5. Exfiltration/Reporting — Any network or system access leaves traces of evidence. Some hackers purposely leave evidence found during incident response and later analysis outside of a penetration test. Others take great care to hide all of their activities. Whether removal of digital forensic evidence is helpful for penetration testers depends on prior agreement. It could be beneficial to leave log traces to demonstrate successful access and aid in implementing countermeasures. During this phase, reporting of all activities of the penetration testing process is reported, both successful and unsuccessful.
Testing Methods
Methods used while performing penetration testing vary widely. A selected methodology depends on the particular device or component and its suspected vulnerabilities. For example, web application testing uses different methods than the methods used to test network components, operating systems, databases, or while attempting privilege escalation. Depending on the stage, component, or device, methods could include vulnerability and port scans, packet sniffing, DoS attacks, and social engineering tactics. While maintaining access attempting to pivot or escalate privileges, the tester will try to obtain authorization to access data within scope. Also, if in scope, obtaining remote access for further data exfiltration would be attempted during this stage. If the rules of engagement permit this, a tester ensures access for further examination or data exfiltration of the targeted system.
Penetration testers commonly use a Linux operating system. Numerous distributions exist that focus on tool suites containing capable methods used in the various stages of penetration testing. Kali Linux, developed and is maintained by Offensive Security, is well-known for its rich and encompassing toolsets for penetration testers and hackers, ethical or otherwise. Parrot Security OS is another testing distribution that focuses on cloud security. Other frequently used distributions include Samurai’s Web Testing Framework, Pentoo Linux, and ArchStrike. Further, proprietary systems dedicated to penetration testing are commonly used. Also, a tester with scripting knowledge may moderate existing code to meet the exact specification for a particular vulnerability as needed.
The method of choice varies according to the particular stage. For example, during planning and reconnaissance, a combination of online tools and frameworks and information gathering via social engineering could be utilized. A commonly used tool during the scanning/enumeration is Nmap. It offers ease of fingerprinting aids evading Intrusion Detection System evasion (Nagendran et al., 2019). In the access/exploitation stage, manual exploitation may be more appropriate than automated tools. Automation will detect numerous exploitable vulnerabilities; however, tester intervention usually selects the most appropriate exploit method. Finally, and perhaps most important, is accurate reporting of results. A summative document is sufficient for senior-level management; however, a detailed explanation of all activities is required for cybersecurity management.

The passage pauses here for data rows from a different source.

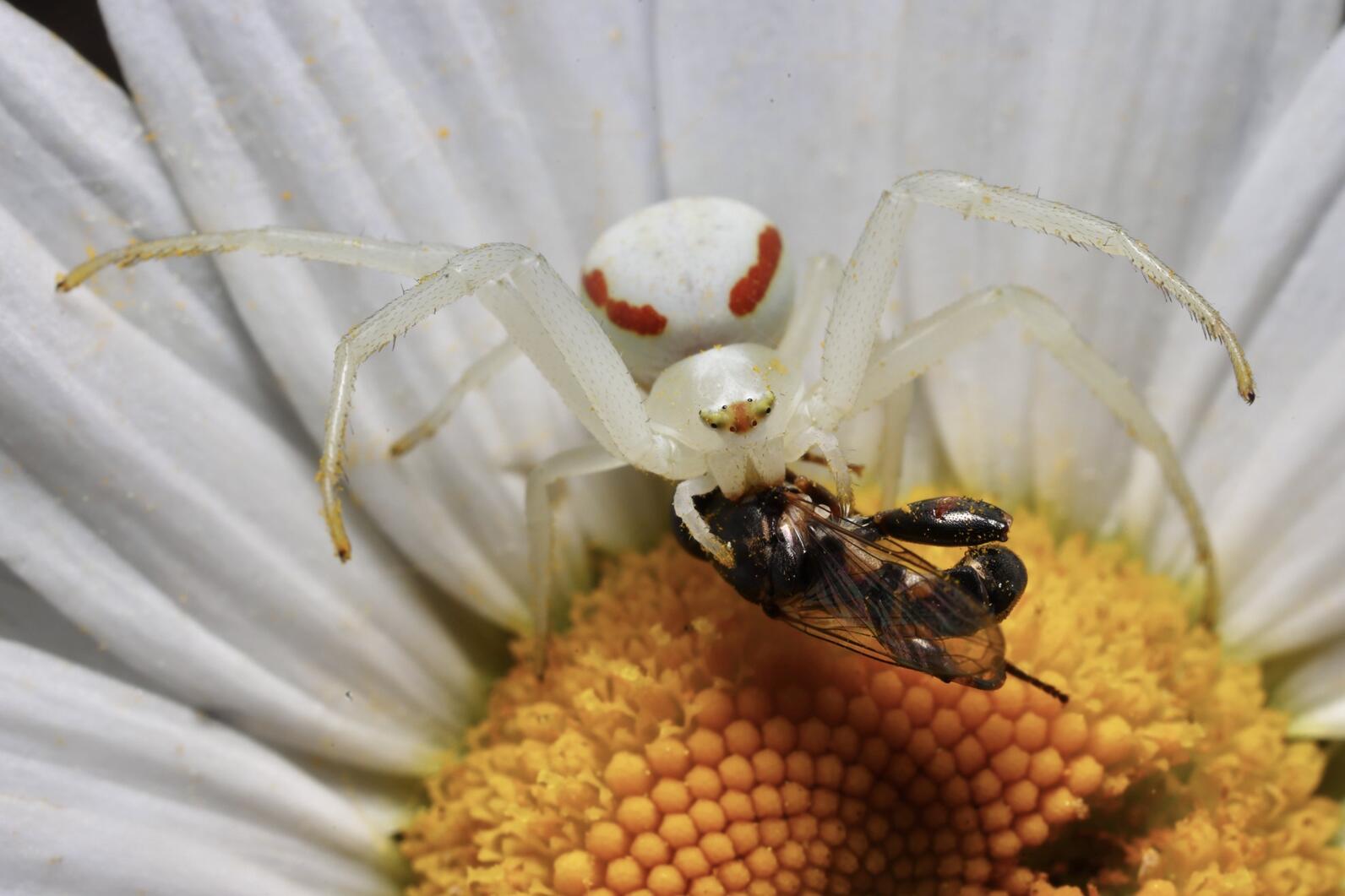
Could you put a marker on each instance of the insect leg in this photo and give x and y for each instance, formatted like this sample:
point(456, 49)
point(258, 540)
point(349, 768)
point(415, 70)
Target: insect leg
point(951, 522)
point(540, 510)
point(409, 258)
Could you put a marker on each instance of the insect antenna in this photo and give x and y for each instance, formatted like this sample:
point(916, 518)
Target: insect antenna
point(1036, 682)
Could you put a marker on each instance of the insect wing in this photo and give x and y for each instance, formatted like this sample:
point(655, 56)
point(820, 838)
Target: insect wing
point(879, 599)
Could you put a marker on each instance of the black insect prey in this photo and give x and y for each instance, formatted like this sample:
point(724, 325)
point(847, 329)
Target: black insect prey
point(849, 580)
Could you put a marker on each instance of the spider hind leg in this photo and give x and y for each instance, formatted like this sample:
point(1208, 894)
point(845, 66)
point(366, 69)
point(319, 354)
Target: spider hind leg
point(947, 522)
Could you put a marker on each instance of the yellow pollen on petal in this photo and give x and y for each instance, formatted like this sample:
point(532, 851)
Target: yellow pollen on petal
point(685, 743)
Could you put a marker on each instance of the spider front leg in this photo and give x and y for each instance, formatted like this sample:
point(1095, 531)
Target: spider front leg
point(934, 338)
point(542, 318)
point(872, 271)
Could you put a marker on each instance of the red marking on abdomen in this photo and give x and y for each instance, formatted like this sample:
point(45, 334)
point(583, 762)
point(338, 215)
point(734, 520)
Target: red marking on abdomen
point(741, 420)
point(749, 291)
point(639, 319)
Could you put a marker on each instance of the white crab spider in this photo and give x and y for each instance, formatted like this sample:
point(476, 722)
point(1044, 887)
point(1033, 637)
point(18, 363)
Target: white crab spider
point(693, 299)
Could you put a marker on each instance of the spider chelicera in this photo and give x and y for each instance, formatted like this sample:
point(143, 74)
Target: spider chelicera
point(685, 358)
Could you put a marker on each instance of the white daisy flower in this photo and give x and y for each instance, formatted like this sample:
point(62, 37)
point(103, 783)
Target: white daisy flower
point(197, 698)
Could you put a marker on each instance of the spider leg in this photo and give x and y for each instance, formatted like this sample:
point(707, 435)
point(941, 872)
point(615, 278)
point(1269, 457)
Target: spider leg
point(409, 258)
point(868, 279)
point(476, 376)
point(543, 318)
point(683, 505)
point(820, 279)
point(540, 505)
point(931, 339)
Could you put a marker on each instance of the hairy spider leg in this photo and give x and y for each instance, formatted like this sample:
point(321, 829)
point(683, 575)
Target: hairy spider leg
point(934, 338)
point(475, 377)
point(853, 326)
point(820, 279)
point(540, 506)
point(945, 522)
point(409, 258)
point(549, 324)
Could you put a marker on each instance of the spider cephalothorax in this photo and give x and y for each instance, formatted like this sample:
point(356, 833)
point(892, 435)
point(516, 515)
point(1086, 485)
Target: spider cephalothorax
point(683, 356)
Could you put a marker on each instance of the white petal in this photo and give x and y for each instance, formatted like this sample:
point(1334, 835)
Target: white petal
point(441, 122)
point(1272, 472)
point(109, 789)
point(165, 517)
point(1313, 694)
point(79, 171)
point(811, 109)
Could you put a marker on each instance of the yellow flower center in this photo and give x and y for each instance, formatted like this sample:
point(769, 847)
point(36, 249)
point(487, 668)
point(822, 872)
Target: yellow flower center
point(683, 743)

Web applications expose different vulnerabilities than system hardware and operating systems. Common methods to exploit a web application and extract data include SQL injection, cross-site scripting, cross-site request forgery, insecure direct object reference, and remote code execution.
Despite best attempts by network administrators, firewalls are frequently breached. Metasploit, part of the Kali Linux distribution, may be used by penetration testers to bypass firewall security. Penetration testers may also use Nmap and Hping to locate firewalls. After the firewall is located, methods other than Metasploit may be used. For example, traceroute, port scanning, banner grabbing, and access control enumeration may help bypass firewall protection.